TCP uses a sliding window mechanism to achieve flow control.

During the communication process, the receiver dynamically adjusts the sender's sending window size according to the size of its receiving buffer, that is, the receiving window rwnd (the receiver sets the window field of the message segment to notify the sender of rwnd), and the sender sends The window takes the minimum value of the receiving window rwnd and the congestion window cwnd.

TCP congestion control

Receiving window: the receiver will notify the sender according to the value set by the receiving buffer, reflecting the receiver’s capacity

Sending window: The window value set by the sender according to the network congestion estimated by itself, reflecting the current network capacity.
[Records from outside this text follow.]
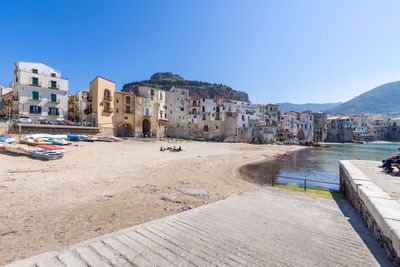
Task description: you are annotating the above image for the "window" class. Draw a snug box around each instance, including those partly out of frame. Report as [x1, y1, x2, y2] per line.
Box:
[49, 107, 59, 116]
[32, 77, 39, 85]
[104, 102, 110, 111]
[32, 91, 39, 100]
[29, 106, 42, 114]
[104, 89, 110, 99]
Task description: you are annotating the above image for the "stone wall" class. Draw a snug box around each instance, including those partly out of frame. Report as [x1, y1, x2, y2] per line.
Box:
[340, 160, 400, 266]
[8, 124, 99, 135]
A transmission round: the time when a batch of message segments are sent and their acknowledgments are received.

Slow start

When a TCP connection starts, it is usually initially set to a smaller value of MSS (Maximum Segment Size). The TCP sending rate starts slowly, but increases exponentially during the slow start period.

Congestion avoidance

Once in the congestion avoidance state, the value of cwnd is approximately half of the value when the congestion was encountered last time. TCP cannot double the value of cwnd after each RTT. Instead, it adopts a more conservative method. Each RTT only increases the value of cwnd by one MSS.

Quick recovery

In fast recovery, for the missing segment that caused TCP to enter the fast recovery state, the value of cwnd is increased by one MSS for each redundant ACK received. Finally, when an ACK for the lost segment arrives, TCP enters the congestion avoidance state after reducing cwnd. If a timeout event occurs, the fast recovery moves to the slow start state after performing the same actions as in the slow start and congestion avoidance.

When a packet loss event occurs, the value of cwnd is set to 1 MSS, and the value of ssthresh is set to half of the ewnd value.